Role of the Database Administrator

Typically there are three types of users for a DBMS. They are :

*The End User who uses the application. Ultimately, this is the user who actually puts the data in the system into use in business. This user need not know anything about the organization of data in the physical level. She also need not be aware of the complete data in the system. She needs to have access and knowledge of only the data she is using.

*The Application Programmer who develops the application programs. She has more knowledge about the data and its structure since she has manipulate the data using her programs. She also need not have access and knowledge of the complete data in the system.

*The Database Administrator (DBA) who is like the super-user of the system. The role of the DBA is very important and is defined by the following functions.

Defining the Schema

*The DBA defines the schema which contains the structure of the data in the application. The DBA determines what data needs to be present in the system ad how this data has to be represented and organized.

*Liaising with Users

The DBA needs to interact continuously with the users to understand the data in the system and its use.

*Defining Security & Integrity Checks

The DBA finds about the access restrictions to be defined and defines security checks accordingly. Data Integrity checks are also defined by the DBA.

*Defining Backup / Recovery Procedures

The DBA also defines procedures for backup and recovery. Defining backup procedures includes specifying what data is to backed up, the periodicity of taking backups and also the medium and storage place for the backup data.

*Monitoring Performance

The DBA has to continuously monitor the performance of the queries and take measures to optimize all the queries in the application.

Approaches to Data Management

File-Based Systems:
Conventionally, before the Database systems evolved, data in software systems was stored in and represented using flat files.

Database Systems:

Database Systems evolved in the late 1960s to address common issues in applications handling large volumes of data which are also data intensive. Some of these issues could be traced back to the following disadvantages of File-based systems.

Drawbacks of File-Based Systems


As shown in the figure, in a file-based system, different programs in the same application may be interacting with different private data files. There is no system enforcing any standardized control on the organization and structure of these data files.

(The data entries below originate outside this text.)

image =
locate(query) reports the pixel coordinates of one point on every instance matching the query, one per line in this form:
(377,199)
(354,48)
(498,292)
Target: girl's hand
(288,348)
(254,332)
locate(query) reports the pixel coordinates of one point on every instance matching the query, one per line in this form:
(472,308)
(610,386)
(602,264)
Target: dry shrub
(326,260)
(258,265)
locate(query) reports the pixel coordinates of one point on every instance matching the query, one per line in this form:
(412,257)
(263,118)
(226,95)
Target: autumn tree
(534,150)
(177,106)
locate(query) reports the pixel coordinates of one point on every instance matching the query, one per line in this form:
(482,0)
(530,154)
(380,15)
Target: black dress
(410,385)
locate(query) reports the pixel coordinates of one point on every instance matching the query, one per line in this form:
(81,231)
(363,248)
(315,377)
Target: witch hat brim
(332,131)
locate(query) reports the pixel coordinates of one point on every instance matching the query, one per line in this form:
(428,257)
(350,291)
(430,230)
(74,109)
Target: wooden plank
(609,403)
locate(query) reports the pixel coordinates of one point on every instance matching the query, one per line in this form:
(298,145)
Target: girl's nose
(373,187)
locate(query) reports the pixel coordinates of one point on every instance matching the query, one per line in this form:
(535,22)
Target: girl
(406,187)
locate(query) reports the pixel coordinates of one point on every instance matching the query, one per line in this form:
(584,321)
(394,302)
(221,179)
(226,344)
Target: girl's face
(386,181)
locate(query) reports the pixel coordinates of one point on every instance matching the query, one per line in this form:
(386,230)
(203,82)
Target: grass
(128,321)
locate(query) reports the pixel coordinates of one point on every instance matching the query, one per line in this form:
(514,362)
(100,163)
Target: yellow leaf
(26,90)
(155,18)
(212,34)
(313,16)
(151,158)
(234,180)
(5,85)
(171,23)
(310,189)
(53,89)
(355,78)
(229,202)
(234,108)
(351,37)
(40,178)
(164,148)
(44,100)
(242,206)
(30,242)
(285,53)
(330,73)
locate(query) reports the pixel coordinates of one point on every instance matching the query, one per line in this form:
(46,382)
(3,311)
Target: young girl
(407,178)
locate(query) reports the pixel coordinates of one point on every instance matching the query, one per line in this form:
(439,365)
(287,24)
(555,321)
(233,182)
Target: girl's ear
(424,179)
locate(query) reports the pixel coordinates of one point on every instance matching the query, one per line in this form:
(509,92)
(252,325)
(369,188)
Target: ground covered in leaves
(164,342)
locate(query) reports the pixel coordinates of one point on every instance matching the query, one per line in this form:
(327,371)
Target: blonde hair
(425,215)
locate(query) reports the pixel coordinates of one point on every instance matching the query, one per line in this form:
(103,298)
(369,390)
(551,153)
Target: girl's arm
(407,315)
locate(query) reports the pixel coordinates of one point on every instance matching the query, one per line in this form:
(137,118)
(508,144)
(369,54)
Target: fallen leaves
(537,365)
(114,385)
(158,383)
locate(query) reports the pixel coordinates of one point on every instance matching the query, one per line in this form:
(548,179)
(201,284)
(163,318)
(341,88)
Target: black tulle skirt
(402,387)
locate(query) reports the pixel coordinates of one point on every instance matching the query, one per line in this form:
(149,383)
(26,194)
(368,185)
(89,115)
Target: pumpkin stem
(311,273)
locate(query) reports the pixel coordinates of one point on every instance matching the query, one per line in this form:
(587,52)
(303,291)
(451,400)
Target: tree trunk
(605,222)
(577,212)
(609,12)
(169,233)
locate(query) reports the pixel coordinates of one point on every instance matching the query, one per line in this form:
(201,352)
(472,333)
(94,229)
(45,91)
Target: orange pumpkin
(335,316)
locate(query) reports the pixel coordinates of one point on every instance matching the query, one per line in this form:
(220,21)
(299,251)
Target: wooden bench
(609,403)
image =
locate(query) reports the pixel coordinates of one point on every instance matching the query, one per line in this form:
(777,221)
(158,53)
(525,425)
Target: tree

Data Redundancy and Inconsistency

Since data resides in different private data files, there are chances of redundancy and resulting inconsistency. For example, in the above example shown, the same customer can have a savings account as well as a mortgage loan. Here the customer details may be duplicated since the programs for the two functions store their corresponding data in two different data files. This gives rise to redundancy in the customer's data. Since the same data is stored in two files, inconsistency arises if a change made in the data in one file is not reflected in the other.

Unanticipated Queries

In a file-based system, handling sudden/ad-hoc queries can be difficult, since it requires changes in the existing programs.
Data Isolation

Though data used by different programs in the application may be related, they reside in isolated data files.

Concurrent Access Anomalies

In large multi-user systems the same file or record may need to be accessed by multiple users simultaneously. Handling this in a file-based systems is difficult.

Security Problems

In data-intensive applications, security of data is a major concern. Users should be given access only to required data and not the whole database. In a file-based system, this can be handled only by additional programming in each application.

Integrity Problems

In any application, there will be certain data integrity rules which needs to be maintained. These could be in the form of certain conditions/constraints on the elements of the data records. In the savings bank application, one such integrity rule could be “Customer ID, which is the unique identifier for a customer record, should be non-empty”. There can be several such integrity rules. In a file-based system, all these rules need to be explicitly programmed in the application program.

It may be noted that, we are not trying to say that handling the above issues like concurrent access, security, integrity problems, etc., is not possible in a file-based system. The real issue was that, though all these are common issues of concern to any data-intensive application, each application had to handle all these problems on its own. The application programmer needs to bother not only about implementing the application business rules but also about handling these common issues.

Types of Database Systems


Database Systems can be catagorised according to the data structures and operators they present to the user. The oldest systems fall into inverted list, hierarchic and network systems. These are the pre-relational models.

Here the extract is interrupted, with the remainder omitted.